Pronunciation: sven-toh-SCHWA-vah
Other Forms: Święsława, Święcsława; Świętosław

Boy, do I have a mouthful for you today! This year, I read the book Widow Queen by Polish author Elżbieta Cherezińska, and while the book was a bit of a disappointment, I came away with a fascination for the unknown princess -- and her name.

Świętosława was a Polish princess born sometime from 968 to 972, a daughter of Mieszko I, the founder of the first independent Polish state in the form of a Duchy. Her brother, Bolesław the Brave, was the first crowned King of Poland. Very little is known about Świętosława, and what is known may not even be about her at all, but another woman. According to German chroniclers of the time, she was first married to Eric the Victorious of Sweden, and gave him a son named Olof, who later become King of Sweden. Upon Eric's death she was married then to Sweyn Forkbeard, who would eventually become King of Denmark. She gave him two sons, Harald II of Denmark, and Cnut the Great, King of England, Denmark and Norway, collectively. 

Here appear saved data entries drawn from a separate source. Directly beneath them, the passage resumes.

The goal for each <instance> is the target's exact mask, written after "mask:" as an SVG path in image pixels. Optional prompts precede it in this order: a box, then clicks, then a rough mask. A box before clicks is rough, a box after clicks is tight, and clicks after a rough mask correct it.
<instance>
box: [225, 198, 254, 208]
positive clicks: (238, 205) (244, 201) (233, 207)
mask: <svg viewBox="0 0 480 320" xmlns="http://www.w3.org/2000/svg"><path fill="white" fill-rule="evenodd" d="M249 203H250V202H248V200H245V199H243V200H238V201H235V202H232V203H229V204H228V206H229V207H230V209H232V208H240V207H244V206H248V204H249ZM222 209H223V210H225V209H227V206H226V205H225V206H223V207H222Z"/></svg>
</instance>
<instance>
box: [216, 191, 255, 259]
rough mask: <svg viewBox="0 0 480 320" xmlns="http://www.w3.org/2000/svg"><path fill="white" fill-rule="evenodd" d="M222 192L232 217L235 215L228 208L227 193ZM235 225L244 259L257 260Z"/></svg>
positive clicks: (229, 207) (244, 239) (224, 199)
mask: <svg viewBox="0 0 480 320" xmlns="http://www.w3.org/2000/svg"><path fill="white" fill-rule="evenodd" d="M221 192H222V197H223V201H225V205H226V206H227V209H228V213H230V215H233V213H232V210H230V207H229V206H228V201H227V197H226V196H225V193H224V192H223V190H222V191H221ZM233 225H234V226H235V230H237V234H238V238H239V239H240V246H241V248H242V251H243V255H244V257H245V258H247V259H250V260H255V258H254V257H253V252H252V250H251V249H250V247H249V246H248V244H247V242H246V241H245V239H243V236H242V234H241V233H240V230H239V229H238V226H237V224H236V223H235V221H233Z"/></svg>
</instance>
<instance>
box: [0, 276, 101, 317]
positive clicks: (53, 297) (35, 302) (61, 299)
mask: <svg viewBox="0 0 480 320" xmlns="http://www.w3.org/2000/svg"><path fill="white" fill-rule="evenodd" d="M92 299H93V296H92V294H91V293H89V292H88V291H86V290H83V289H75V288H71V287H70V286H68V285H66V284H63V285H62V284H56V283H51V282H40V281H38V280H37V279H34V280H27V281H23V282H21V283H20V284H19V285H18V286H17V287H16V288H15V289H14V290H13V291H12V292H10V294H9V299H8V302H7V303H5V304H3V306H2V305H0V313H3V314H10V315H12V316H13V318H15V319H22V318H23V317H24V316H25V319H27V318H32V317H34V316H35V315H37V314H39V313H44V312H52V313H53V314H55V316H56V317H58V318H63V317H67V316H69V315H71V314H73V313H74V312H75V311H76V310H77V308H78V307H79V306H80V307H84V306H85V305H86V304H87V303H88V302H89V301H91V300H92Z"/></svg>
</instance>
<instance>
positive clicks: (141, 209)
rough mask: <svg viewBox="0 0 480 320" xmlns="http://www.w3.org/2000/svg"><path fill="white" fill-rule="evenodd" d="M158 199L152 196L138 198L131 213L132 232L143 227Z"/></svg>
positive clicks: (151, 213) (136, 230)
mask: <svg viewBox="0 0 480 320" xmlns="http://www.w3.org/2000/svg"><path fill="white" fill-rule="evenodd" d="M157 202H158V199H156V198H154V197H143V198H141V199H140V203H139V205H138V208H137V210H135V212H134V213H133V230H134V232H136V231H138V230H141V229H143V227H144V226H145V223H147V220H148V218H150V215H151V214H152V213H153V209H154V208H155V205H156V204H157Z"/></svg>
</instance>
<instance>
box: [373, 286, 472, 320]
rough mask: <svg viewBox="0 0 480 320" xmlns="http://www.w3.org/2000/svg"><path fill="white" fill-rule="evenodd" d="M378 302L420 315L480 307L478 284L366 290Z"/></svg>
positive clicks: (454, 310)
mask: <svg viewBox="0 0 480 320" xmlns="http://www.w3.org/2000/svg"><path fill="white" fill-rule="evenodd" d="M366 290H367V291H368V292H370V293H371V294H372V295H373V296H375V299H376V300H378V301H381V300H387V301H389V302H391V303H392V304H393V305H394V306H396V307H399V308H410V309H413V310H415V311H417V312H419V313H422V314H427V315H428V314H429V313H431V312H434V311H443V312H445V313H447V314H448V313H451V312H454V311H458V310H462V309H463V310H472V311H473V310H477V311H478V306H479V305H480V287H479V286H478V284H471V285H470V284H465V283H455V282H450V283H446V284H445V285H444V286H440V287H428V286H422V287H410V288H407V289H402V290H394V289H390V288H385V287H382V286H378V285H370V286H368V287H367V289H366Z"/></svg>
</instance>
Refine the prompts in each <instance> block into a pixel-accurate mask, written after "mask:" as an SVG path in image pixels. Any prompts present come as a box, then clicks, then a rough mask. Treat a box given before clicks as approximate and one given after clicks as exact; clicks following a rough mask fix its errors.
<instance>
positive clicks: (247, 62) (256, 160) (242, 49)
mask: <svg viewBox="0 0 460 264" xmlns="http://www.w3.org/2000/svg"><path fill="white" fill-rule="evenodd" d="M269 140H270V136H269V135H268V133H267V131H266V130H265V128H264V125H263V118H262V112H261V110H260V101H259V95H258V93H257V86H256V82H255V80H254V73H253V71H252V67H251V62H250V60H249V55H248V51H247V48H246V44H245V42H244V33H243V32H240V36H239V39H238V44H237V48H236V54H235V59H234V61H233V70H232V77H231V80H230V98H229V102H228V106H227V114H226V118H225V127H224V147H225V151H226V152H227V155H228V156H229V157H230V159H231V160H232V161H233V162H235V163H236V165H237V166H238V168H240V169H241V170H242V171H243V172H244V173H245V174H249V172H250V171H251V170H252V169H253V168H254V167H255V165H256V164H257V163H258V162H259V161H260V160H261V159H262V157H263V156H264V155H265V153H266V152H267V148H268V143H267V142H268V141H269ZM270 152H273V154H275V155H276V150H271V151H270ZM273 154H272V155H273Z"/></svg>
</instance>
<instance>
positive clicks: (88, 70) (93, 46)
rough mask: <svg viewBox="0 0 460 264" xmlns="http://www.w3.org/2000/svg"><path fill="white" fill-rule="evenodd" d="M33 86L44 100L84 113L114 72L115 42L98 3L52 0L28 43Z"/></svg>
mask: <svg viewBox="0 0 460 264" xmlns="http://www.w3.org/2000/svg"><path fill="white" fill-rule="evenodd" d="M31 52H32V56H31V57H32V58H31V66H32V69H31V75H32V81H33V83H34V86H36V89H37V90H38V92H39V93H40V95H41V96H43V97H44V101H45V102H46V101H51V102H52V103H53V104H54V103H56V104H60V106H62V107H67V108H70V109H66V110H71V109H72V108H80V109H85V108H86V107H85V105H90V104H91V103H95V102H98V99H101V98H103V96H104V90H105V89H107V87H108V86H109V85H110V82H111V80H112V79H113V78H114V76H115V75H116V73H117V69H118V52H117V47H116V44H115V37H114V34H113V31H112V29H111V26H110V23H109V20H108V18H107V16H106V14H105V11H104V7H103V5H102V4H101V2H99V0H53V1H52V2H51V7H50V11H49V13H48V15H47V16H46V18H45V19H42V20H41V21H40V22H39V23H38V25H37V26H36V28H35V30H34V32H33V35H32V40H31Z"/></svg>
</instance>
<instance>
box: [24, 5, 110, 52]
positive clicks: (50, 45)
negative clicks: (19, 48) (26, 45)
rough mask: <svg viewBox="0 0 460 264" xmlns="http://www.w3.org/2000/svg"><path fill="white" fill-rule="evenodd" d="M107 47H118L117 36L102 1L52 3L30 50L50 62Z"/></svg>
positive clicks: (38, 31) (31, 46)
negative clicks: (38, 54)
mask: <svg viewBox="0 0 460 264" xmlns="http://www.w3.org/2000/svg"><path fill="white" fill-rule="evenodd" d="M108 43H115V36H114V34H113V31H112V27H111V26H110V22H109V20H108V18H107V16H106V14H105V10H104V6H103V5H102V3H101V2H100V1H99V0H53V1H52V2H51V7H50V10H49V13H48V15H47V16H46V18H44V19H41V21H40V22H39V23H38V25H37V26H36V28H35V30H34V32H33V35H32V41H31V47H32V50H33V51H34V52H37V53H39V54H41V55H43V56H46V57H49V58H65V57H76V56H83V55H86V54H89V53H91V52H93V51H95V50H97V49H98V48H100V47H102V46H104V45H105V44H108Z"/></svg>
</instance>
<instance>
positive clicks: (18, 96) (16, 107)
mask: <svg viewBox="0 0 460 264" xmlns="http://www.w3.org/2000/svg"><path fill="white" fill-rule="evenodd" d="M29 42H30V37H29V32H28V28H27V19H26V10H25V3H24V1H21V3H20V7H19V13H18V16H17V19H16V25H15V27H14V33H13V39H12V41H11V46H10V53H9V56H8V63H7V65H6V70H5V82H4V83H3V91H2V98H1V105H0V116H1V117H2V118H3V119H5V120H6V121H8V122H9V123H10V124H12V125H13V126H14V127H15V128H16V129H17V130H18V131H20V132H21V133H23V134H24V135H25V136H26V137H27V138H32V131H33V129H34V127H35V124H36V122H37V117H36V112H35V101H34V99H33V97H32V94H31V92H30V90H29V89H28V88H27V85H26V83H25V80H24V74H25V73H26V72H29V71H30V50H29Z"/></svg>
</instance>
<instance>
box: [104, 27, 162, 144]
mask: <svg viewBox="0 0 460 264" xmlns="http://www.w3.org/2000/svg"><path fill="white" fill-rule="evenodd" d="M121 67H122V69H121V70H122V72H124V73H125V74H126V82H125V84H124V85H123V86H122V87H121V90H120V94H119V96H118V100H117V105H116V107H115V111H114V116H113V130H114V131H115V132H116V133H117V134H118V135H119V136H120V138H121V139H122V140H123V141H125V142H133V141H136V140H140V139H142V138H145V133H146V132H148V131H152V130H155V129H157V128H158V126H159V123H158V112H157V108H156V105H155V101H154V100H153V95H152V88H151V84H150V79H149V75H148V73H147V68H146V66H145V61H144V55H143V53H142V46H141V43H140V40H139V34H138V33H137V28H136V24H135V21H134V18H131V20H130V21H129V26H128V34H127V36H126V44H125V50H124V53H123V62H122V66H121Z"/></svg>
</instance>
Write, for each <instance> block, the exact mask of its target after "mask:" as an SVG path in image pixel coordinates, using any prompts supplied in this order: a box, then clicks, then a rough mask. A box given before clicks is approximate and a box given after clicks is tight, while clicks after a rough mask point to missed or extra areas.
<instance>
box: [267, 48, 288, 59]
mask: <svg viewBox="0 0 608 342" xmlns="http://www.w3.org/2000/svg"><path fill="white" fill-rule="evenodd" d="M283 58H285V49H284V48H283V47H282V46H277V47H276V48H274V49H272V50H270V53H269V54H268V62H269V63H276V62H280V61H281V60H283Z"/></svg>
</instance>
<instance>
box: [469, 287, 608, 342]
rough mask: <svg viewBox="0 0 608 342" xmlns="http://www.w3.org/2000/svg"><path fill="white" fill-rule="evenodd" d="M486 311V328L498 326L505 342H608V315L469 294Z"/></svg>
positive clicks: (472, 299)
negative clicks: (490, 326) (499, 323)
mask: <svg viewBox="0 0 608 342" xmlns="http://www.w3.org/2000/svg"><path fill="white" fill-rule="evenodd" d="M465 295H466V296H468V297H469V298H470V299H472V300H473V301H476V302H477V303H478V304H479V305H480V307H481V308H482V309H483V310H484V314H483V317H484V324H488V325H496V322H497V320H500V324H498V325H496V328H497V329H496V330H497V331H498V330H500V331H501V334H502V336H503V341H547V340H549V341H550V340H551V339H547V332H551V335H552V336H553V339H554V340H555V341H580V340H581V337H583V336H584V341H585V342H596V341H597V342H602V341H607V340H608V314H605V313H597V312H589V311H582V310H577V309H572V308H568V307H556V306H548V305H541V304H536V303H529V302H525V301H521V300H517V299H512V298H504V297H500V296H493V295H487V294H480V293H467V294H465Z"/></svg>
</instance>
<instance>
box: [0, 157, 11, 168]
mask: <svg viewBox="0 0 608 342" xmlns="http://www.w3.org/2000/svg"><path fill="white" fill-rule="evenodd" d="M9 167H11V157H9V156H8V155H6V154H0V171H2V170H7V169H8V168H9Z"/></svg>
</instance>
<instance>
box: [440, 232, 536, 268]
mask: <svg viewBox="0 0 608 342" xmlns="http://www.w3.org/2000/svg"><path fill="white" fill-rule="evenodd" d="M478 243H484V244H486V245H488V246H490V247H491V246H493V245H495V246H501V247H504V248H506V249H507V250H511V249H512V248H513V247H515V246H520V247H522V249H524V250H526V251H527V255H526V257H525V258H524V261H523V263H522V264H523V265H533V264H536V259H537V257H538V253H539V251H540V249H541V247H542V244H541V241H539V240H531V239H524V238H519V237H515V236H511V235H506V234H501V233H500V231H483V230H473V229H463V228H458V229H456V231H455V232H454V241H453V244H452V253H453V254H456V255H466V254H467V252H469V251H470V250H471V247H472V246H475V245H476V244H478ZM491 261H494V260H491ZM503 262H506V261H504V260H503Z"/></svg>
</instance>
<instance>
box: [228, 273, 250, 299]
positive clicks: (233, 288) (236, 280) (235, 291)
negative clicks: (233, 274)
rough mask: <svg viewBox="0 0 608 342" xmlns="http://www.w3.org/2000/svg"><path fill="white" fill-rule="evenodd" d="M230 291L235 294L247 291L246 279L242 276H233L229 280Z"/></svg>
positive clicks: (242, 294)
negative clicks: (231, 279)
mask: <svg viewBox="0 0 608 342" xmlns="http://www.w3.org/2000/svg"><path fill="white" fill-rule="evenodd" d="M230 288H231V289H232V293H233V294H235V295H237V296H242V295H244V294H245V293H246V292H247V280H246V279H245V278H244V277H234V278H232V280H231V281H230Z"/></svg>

In Icelandic tradition, these Kings were married instead to a woman called Sigrid the Haughty. Today, her existence is questioned by scholars, but some believe she was the same woman, or perhaps simply two different wives of Sweyn Forkbeard. As with so many women in history, we may truly never know because in so many accounts the wife's name is not given, seen as less important than those of her husband and the sons she bore him.

As a name, Świętosława is simply the feminization of Świętosław, the Polish form of Svyatoslav, coming from the Slavic svetu, "blessed, holy", and slava, "glory". Another Świętosława of Poland, born sometime in the 1040's, would go on to become the first Queen of Bohemia, cementing its regality. What are your thoughts on Świętosława?